Nesse período os estados devem criar programas de regularização que, por sua vez, podem dispensar em definitivo a recuperação de áreas de APP e permitir a desoneração de RL – para aqueles imóveis que já não tenham sido desonerados pela própria lei – mediante doação de recursos a um fundo público ou compensação em outro estado (como fiscalizar isso se o controle será todo centrado em cada estado?). Por outro lado, nesse mesmo período ninguém pode mais desmatar. Parece justo, se não olharmos os detalhes.
O “desmatamento zero” proposto vale apenas para áreas de floresta. Como o projeto conceitua floresta como algo diferente de savana (cerrado) e outras formações florestais, fica claro que o desmatamento zero será apenas para a Amazônia, pois na Mata Atlântica já há lei específica que proíbe novos desmatamentos.
Além disso, aqueles que houverem protocolado pedidos de desmatamento permanecerão com o direito de desmatar. Portanto, na lógica do relator, o dever de recuperação é relativo, pode ser suspenso ou mesmo anulado. Mas o direito de desmatar é sagrado, e mesmo um protocolo no órgão ambiental já resguarda o proprietário do “desmatamento zero”.
Mas o pior não é isso. Pelo projeto, serão os municípios - esses mesmos sem órgão ambiental – que passarão a autorizar desmatamentos dentro ou fora de RL e APPs, já que eles são integrantes do Sistema Nacional do Meio Ambiente (Sisnama). Como não há qualquer condição estabelecida no projeto para que ele possa exercer sua competência, basta ter prefeito que está valendo.
Como, em grande parte das cidades do interior, os maiores fazendeiros são os próprios prefeitos ou fazem parte da turma destes, o efeito dessa medida pode ser imaginado.

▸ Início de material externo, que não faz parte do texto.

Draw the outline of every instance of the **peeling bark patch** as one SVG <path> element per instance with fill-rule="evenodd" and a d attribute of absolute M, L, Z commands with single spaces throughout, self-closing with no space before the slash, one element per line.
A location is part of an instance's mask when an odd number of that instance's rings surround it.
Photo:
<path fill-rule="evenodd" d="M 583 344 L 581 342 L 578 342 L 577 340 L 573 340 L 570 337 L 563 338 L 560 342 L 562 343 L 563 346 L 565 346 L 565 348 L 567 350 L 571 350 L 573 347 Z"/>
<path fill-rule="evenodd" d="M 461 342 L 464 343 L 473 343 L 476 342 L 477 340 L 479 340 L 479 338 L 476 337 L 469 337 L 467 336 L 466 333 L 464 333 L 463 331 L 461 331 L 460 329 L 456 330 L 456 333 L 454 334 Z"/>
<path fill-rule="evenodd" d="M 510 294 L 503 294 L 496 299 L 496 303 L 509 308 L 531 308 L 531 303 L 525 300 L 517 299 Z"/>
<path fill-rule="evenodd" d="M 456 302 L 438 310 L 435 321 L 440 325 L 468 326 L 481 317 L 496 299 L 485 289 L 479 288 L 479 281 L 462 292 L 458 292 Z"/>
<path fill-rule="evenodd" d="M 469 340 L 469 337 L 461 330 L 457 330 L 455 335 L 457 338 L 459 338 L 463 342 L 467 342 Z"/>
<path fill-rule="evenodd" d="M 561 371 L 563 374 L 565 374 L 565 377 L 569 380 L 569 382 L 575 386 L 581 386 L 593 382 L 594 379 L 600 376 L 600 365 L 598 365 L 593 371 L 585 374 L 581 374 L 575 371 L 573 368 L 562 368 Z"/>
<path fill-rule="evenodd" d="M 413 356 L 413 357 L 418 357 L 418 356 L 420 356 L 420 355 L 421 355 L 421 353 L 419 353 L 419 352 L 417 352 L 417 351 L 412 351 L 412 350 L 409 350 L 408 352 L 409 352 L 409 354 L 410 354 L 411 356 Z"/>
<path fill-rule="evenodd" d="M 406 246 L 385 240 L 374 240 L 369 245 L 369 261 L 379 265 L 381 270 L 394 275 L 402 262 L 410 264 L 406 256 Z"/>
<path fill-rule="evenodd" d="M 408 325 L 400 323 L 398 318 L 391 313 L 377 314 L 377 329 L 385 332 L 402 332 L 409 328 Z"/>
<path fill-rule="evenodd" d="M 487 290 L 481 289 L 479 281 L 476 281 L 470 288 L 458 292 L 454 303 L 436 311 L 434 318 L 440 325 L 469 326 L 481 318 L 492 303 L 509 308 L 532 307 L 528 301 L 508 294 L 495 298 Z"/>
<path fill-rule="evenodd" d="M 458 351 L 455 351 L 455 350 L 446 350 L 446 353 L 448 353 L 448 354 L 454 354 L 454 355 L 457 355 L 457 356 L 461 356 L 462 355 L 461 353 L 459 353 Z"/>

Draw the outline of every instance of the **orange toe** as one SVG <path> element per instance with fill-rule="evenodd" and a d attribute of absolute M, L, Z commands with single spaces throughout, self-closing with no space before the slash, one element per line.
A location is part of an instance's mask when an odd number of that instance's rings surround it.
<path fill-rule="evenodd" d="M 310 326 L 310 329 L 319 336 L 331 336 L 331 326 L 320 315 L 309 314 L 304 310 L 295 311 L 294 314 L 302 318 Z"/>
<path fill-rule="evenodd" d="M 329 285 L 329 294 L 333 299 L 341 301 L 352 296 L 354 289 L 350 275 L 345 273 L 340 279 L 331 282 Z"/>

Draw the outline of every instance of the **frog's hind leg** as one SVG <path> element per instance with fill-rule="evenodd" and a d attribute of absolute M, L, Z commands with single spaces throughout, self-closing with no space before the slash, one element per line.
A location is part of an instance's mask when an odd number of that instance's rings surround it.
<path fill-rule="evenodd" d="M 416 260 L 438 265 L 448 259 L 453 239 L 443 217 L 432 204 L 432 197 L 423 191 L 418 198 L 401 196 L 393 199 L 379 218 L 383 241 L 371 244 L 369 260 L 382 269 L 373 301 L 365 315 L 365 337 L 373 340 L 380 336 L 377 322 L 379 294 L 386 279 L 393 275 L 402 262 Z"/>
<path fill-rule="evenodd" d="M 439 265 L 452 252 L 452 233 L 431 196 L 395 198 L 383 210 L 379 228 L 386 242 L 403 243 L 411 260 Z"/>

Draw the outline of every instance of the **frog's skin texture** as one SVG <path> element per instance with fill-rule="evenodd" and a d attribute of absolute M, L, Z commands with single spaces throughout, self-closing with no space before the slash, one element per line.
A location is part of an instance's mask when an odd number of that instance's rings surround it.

Em toda a Amazônia surgirão milhares de protocolos de pedidos de desmatamento feitos até 2008. No frigir dos ovos, estaremos trocando compromissos de recuperação por um desmatamento zero fictício.
Em resumo
A proposta de Aldo Rebelo, embora diga que a lei é velha, não avança em nada de novo que não seja anistias e menos proteção. Na leitura de seu relatório ele mesmo observou que, naquilo que realmente importa, as medidas para fazer a lei ser bem aplicada (incentivos econômicos), seu projeto “ficou apenas na intenção”, pois não sabe de onde tirar recursos num país “pobre”, onde falta dinheiro para atividades essenciais como saúde e educação.
Na parte concreta, sua proposta é um retrocesso imenso na legislação florestal brasileira. Embora diga que beneficia os pequenos, anistia os grandes. Embora afirme que a lei é boa, a desfigura por completo. Embora fale sobre a importância das florestas, permite o aumento do desmatamento e o fim da recuperação.
É uma pena que o relator não tenha compreendido que muitas das riquezas que geramos dependem da manutenção de florestas e dos serviços ambientais que elas prestam. Se tivesse internalizado esse fato, seguramente faria uma proposta bastante diferente, e não veria a conservação e recuperação de florestas apenas como custos, mas como investimento.
No entanto, partiu do suposto de que não há desenvolvimento sem subjugar a natureza, e que a conservação é um luxo inadequado a países “pobres”. Não entendeu nada.